The point from this area that gives us the largest value of 𝑝 compared to all the other values will be the point that maximizes this objective function. Now, in this orange-shaded region, there are actually infinitely many points. But thankfully, due to a proof that we won’t give here, it’s only the points at the vertices of this region — at the points labeled 𝐴, 𝐵, and 𝐶 — which could lead to a maximum value in our objective function. This means it’s really only these three points that we need to test.
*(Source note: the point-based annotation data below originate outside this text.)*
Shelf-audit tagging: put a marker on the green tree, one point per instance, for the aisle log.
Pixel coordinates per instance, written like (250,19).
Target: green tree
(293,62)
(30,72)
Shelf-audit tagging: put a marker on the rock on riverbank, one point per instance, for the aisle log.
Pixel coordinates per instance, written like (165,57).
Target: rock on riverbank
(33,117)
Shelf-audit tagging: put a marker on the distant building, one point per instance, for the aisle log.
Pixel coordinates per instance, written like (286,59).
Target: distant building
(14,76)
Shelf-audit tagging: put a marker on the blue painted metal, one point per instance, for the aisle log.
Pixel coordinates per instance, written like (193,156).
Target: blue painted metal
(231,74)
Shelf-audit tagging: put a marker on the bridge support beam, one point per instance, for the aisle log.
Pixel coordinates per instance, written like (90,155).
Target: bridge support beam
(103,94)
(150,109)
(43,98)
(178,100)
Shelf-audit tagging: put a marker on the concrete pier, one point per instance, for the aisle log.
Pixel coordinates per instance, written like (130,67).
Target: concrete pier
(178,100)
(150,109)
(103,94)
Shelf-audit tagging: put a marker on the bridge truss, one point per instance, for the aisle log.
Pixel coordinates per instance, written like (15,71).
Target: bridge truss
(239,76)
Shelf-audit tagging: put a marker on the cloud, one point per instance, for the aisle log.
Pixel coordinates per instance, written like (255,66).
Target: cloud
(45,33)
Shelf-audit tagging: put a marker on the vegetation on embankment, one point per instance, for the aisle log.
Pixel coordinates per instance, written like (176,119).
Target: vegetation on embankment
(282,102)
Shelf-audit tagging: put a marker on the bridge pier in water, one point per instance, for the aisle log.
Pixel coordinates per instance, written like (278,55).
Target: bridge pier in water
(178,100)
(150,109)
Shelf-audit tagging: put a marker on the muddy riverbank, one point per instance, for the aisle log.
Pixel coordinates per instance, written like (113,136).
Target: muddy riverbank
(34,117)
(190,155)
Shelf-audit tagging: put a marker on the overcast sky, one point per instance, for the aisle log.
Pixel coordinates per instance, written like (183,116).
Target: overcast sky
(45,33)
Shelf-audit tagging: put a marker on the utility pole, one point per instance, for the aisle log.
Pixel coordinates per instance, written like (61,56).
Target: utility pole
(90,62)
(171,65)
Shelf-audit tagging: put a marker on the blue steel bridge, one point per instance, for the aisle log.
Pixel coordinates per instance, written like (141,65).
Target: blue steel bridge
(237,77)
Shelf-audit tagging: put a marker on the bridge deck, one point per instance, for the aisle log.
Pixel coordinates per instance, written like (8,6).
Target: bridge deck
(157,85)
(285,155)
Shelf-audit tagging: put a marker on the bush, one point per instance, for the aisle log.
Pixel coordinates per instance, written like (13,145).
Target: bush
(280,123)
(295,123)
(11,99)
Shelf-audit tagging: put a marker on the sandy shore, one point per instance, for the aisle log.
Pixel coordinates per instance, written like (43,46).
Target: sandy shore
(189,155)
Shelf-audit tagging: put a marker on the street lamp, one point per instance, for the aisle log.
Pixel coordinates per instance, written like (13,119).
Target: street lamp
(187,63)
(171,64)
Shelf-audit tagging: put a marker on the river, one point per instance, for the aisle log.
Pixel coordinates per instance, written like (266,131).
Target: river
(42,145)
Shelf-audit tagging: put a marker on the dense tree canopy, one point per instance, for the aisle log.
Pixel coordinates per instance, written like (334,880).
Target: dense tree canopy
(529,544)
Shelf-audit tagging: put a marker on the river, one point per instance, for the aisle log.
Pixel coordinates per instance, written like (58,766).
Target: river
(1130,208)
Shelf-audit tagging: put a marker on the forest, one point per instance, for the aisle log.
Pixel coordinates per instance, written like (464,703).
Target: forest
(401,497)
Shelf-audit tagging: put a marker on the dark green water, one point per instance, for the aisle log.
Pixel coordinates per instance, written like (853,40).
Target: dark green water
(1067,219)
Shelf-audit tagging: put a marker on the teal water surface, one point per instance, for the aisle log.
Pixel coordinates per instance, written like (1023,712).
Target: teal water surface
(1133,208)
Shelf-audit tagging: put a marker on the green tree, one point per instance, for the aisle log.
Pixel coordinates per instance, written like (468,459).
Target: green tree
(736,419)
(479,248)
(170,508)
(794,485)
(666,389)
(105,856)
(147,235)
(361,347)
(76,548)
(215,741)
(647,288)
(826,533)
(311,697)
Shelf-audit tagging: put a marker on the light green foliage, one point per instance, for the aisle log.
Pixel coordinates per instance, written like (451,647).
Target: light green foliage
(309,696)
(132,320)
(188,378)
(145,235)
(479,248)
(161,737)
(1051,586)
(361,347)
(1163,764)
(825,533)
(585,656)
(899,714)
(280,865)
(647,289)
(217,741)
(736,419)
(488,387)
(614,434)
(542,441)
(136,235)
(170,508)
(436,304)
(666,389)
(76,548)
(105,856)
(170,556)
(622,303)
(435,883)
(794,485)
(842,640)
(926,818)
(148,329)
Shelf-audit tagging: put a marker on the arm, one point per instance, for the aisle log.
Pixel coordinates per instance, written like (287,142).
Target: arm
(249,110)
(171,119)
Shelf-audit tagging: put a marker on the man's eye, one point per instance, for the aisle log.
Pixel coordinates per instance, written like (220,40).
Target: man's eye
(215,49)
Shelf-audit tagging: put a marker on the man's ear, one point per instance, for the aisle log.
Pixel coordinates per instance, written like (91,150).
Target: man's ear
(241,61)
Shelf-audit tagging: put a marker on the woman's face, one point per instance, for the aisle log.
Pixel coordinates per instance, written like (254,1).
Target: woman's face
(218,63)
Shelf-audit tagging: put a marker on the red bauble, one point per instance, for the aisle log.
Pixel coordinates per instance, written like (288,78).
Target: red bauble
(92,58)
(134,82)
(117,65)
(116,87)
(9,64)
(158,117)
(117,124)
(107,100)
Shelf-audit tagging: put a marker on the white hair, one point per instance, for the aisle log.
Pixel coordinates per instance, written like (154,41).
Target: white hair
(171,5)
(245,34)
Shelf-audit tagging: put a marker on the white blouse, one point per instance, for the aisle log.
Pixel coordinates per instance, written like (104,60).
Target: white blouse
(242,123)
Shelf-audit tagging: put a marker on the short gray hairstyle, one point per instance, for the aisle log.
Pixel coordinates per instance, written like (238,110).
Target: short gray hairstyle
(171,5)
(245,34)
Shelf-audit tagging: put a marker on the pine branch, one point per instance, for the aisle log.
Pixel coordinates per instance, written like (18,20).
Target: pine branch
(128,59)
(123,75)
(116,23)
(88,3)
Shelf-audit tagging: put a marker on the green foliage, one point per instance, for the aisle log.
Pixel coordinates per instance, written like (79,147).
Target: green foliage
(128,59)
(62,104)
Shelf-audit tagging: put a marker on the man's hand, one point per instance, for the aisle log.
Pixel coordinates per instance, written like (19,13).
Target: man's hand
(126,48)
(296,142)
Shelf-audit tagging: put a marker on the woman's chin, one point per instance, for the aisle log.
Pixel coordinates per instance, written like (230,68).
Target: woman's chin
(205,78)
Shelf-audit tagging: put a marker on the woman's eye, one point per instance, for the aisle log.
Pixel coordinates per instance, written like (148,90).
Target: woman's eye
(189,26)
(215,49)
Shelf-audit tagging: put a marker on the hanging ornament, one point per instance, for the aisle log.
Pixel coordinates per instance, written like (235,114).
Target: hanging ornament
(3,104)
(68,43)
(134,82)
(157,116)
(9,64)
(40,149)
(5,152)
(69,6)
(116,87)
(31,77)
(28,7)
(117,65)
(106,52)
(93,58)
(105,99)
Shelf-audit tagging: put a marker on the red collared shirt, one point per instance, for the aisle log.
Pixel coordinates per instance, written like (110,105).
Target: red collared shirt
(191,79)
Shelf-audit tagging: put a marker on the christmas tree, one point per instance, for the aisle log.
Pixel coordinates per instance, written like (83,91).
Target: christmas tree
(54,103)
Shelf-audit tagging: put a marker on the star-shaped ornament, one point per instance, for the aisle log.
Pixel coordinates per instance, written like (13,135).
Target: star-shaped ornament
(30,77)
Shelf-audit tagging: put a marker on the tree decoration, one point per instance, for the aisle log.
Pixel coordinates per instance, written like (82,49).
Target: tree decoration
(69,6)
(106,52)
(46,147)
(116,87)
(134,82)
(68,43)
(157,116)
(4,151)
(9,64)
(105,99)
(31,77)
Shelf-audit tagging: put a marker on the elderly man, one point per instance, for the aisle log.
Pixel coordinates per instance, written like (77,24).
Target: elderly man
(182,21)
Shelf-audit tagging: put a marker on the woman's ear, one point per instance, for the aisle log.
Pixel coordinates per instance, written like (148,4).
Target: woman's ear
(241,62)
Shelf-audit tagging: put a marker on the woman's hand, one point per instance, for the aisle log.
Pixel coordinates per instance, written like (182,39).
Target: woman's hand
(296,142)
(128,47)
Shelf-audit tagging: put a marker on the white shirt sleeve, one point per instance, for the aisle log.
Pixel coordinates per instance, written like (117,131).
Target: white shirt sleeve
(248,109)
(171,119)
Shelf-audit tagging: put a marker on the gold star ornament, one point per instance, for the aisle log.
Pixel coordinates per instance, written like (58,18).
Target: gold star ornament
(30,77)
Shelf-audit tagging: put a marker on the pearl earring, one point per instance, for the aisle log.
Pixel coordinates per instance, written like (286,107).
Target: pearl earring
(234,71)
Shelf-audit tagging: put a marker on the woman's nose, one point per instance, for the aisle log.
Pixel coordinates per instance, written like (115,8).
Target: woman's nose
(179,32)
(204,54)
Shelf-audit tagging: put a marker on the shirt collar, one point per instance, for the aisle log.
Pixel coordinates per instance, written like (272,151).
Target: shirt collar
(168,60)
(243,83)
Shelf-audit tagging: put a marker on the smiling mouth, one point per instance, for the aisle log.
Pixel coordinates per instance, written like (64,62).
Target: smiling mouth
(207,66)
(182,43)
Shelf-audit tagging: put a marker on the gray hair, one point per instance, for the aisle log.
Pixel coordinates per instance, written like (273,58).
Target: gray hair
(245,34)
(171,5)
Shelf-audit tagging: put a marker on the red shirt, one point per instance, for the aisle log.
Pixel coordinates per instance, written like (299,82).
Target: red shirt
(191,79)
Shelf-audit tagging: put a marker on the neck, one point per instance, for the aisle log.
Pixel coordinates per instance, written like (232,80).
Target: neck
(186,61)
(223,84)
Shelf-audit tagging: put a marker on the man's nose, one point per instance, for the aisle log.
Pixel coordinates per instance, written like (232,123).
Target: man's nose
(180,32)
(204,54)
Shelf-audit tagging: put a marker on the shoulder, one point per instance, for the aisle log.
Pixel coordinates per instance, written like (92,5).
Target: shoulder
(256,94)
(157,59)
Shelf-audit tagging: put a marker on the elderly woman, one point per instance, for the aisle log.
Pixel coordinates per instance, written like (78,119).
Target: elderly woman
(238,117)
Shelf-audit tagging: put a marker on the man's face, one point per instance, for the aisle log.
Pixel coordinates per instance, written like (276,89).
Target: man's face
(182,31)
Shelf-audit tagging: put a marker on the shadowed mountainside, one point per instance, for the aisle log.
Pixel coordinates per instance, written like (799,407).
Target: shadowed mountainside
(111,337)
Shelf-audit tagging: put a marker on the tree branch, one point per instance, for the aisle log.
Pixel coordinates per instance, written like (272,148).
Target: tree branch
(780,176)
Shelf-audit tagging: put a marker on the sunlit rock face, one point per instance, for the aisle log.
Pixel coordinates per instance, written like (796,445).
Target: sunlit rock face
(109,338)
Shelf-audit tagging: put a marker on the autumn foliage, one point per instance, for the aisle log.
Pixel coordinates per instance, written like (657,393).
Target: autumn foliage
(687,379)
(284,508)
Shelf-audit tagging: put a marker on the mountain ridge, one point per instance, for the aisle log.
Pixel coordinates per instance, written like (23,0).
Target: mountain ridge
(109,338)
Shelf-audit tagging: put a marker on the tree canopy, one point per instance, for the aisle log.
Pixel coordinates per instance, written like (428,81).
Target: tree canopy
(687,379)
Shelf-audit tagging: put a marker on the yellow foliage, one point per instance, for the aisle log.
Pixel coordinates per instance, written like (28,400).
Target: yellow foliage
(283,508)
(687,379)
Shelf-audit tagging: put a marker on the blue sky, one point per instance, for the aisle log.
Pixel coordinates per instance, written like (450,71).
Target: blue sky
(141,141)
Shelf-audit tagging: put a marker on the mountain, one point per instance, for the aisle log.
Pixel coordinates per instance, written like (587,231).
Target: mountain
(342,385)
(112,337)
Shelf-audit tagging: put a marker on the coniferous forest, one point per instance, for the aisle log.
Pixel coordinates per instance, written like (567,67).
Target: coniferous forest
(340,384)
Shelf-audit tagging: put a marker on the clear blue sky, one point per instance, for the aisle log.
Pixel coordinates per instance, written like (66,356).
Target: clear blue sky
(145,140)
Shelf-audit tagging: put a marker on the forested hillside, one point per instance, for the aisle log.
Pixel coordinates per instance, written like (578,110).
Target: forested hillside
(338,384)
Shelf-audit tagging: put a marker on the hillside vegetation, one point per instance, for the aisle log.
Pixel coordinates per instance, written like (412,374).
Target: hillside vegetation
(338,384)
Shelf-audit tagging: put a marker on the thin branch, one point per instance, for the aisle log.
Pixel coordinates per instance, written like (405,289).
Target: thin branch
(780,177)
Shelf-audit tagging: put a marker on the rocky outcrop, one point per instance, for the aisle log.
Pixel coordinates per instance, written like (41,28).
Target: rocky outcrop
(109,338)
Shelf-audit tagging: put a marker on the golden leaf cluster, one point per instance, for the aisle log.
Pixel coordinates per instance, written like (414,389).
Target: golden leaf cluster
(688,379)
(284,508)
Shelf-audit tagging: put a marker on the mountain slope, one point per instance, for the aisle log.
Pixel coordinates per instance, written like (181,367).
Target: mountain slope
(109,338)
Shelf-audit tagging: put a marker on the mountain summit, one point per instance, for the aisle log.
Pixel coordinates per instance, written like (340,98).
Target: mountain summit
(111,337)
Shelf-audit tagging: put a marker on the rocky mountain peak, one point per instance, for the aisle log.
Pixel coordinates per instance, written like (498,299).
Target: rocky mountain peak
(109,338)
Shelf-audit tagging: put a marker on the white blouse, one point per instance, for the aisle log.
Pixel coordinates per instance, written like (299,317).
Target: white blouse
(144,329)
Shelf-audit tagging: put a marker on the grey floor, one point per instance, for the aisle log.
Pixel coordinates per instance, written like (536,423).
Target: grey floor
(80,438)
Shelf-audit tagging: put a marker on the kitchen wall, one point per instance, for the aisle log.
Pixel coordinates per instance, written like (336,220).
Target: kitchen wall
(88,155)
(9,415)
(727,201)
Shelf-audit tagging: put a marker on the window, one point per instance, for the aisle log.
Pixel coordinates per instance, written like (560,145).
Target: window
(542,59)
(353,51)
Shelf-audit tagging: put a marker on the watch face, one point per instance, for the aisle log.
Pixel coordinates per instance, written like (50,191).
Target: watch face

Note that there’s a fourth point labeled on our graph called point 𝐷. Because this point is outside of the allowed or feasible region though, the one shaded in orange, we won’t consider it. Our next step, then, is to figure out the coordinates of these three points 𝐴, 𝐵, and 𝐶. For point 𝐴, we can see that this lies along the line 𝑥 equals zero and the line 𝑦 equals five. Point 𝐵 has the same 𝑦-value as point 𝐴 with an 𝑥-value of two. Point 𝐶 has an 𝑥-value of zero and a 𝑦-value of seven. So then, these are the three points we’ll test in our objective function.
Substituting in the coordinates of point 𝐴, we have three times zero minus five. That’s negative five. Then for point 𝐵, we have three times two minus five. That’s positive one. And lastly, point 𝐶, three times zero minus seven equals negative seven. Of these three points, the maximum value is positive one. And that corresponds to the coordinates of point 𝐵.
We can say then that it’s at point 𝐵 at which our objective function reaches its maximum value.